Ele observava as pessoas à sua volta, imaginando histórias para elas. O homem de terno com a maleta velha talvez fosse um advogado frustrado; a mulher com o cabelo amarrado apressadamente parecia uma professora exausta. Mas essas histórias não duravam muito. Logo ele se voltava para si mesmo, e o silêncio de sua mente era mais difícil de ignorar.
Arthur já havia experimentado o amor uma vez, ou algo que achava ser amor. Clara. A lembrança dela vinha com frequência, mas nunca de maneira linear. Às vezes, ele se recordava do som da risada dela, que parecia iluminar qualquer lugar. Outras vezes, se lembrava do jeito como ela inclinava a cabeça para ouvi-lo falar, os olhos tão atentos que ele sentia como se fosse a única pessoa no mundo.

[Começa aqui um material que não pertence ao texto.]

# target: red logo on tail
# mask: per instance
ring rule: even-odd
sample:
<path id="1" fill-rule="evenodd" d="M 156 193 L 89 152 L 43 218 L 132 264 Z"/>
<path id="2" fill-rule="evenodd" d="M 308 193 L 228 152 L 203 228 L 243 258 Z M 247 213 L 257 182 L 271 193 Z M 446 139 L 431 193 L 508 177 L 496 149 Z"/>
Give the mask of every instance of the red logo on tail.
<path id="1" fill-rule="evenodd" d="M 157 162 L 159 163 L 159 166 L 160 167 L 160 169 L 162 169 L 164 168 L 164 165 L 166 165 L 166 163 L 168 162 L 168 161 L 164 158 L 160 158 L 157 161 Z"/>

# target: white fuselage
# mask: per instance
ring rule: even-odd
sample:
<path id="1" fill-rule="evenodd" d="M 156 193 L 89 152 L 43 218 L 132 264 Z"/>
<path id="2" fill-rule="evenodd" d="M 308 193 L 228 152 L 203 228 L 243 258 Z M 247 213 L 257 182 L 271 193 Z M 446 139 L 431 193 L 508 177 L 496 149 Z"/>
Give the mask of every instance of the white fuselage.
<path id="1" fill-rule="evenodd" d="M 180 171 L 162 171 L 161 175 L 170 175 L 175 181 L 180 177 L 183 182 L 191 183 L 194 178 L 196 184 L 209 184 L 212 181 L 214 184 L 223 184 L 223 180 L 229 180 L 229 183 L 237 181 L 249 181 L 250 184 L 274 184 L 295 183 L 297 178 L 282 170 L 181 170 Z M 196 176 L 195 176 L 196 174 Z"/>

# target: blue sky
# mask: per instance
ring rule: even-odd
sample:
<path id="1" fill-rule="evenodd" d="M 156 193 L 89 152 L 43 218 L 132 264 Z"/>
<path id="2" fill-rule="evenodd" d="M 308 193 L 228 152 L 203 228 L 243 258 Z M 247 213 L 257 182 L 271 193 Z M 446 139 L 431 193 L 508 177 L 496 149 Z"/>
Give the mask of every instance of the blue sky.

Eles trabalharam juntos por pouco mais de dois anos, tempo suficiente para que Arthur construísse um universo inteiro em torno dela – um universo que nunca existiu fora de sua mente. Clara nunca o amou, mas ele ignorava esse detalhe, preferindo acreditar que, em algum lugar profundo, ela sabia que pertenciam um ao outro.
Quando ela começou a namorar outro colega, Arthur se afastou. Não conseguia olhar para ela sem sentir algo que não sabia se era raiva ou tristeza. A última conversa que tiveram foi fria e breve, e, semanas depois, ela saiu da empresa. Foi assim que ele perdeu a única pessoa que fazia sua existência parecer menos solitária.
A vida seguia sem mudanças até aquele dia, uma terça-feira qualquer, quando ele a viu pela primeira vez.
Arthur estava encostado na porta do metrô, tentando evitar o olhar dos outros passageiros, quando ela entrou. Não foi a beleza dela que o chamou atenção de imediato, mas a forma como parecia deslocada ali.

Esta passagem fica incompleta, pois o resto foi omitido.